Morning travel northeast along Unknown Bottom is always one of my favorites. The cliffs on river right cast a large shadow and seem to enhance the reflections along this reach of the river.
As we approach the start of Valentine Bottom, anticipation increases as we start looking for the first sign of granary ruins on river left.
The first ruin I spotted wasn't in very good shape but was clearly the remains of a built structure. All of the structures are located in the same interface at the bottom of the White Rim sandstone layer.
A couple more. But I was really looking for my favorite (because it was the first I ever spotted on the Green.)
The square corner gives it away. It's located right in the middle of this picture. It's on river left about river mile 28.6 or so. I'm basing the river mile estimates on Belknap's Revised Canyonlands River Guide, copyright 1996. I don't know if there are any changes to the mileage in the new, much improved color edition.
I've never been able to figure out how they got up to this location to build the structure. It appears the back wall is missing as is any roof structure. I wonder if the structure was ever completed?

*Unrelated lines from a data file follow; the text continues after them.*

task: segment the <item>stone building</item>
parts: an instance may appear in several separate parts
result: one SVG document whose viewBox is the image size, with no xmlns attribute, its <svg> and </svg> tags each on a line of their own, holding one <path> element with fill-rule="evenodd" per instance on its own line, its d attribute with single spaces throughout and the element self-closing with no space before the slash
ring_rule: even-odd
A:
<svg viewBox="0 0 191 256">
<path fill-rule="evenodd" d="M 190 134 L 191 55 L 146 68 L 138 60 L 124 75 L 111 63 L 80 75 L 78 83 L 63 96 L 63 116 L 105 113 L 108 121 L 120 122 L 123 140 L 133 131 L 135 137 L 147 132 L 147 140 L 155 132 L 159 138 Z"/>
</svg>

A bit further downstream was this series of three smaller structures. I thought they were a bit unusual because they were much more exposed to weather.
As we continued downstream, it was interesting to note the the massive sandbar from two years at mile 28 was now entirely gone except for the tamarack covered portion. There were some habitable locations on the island about river mile 27.
We stopped on river left about river mile 25.8 to view the "guard tower" built into the cliff on river right at that point. While the top of the sandbar was dry, the edges were very muddy!
Hitting the jackpot once again, we found an adequate sandbar at the northwest corner of Turks Head. The river bottom was firm but the sandbar edge was covered with a couple inches of very slippery mud. Teamwork reduced the slippage and kept the top of the sandbar free of tracked in mud.
Once our camp was set up, most of us decided to see if we could bushwhack a route through the tammies. Of course, this year the sandbar was located closer to the corner where the band of tammies is the thickest. We ended up flagging our route with six bandannas so that we could retrace our steps.
The view of Soda Springs Canyon from the Turks Head bench is a favorite, contrasting with the deep blue sky. This year we decided it was a chipmunk sitting on top of the cliff at the left.
The brothers West enjoying the view and thinking about the peoples that lived here a thousand years ago. Craig Childs' House of Rain suggests that this area of the Green River was the northern limits of the Ancient Pueblo peoples.
We launched from Bonita Bend about 9:30 a.m. and spent three hours traveling about 8.5 river miles. The river was flowing about 6000 cfs and dropping. We passed three or four kayaks that were just breaking camp at the cabin site (river mile 25.3) about 11:30 a.m. They passed us as we were setting up camp. We didn't see anyone else throughout the day.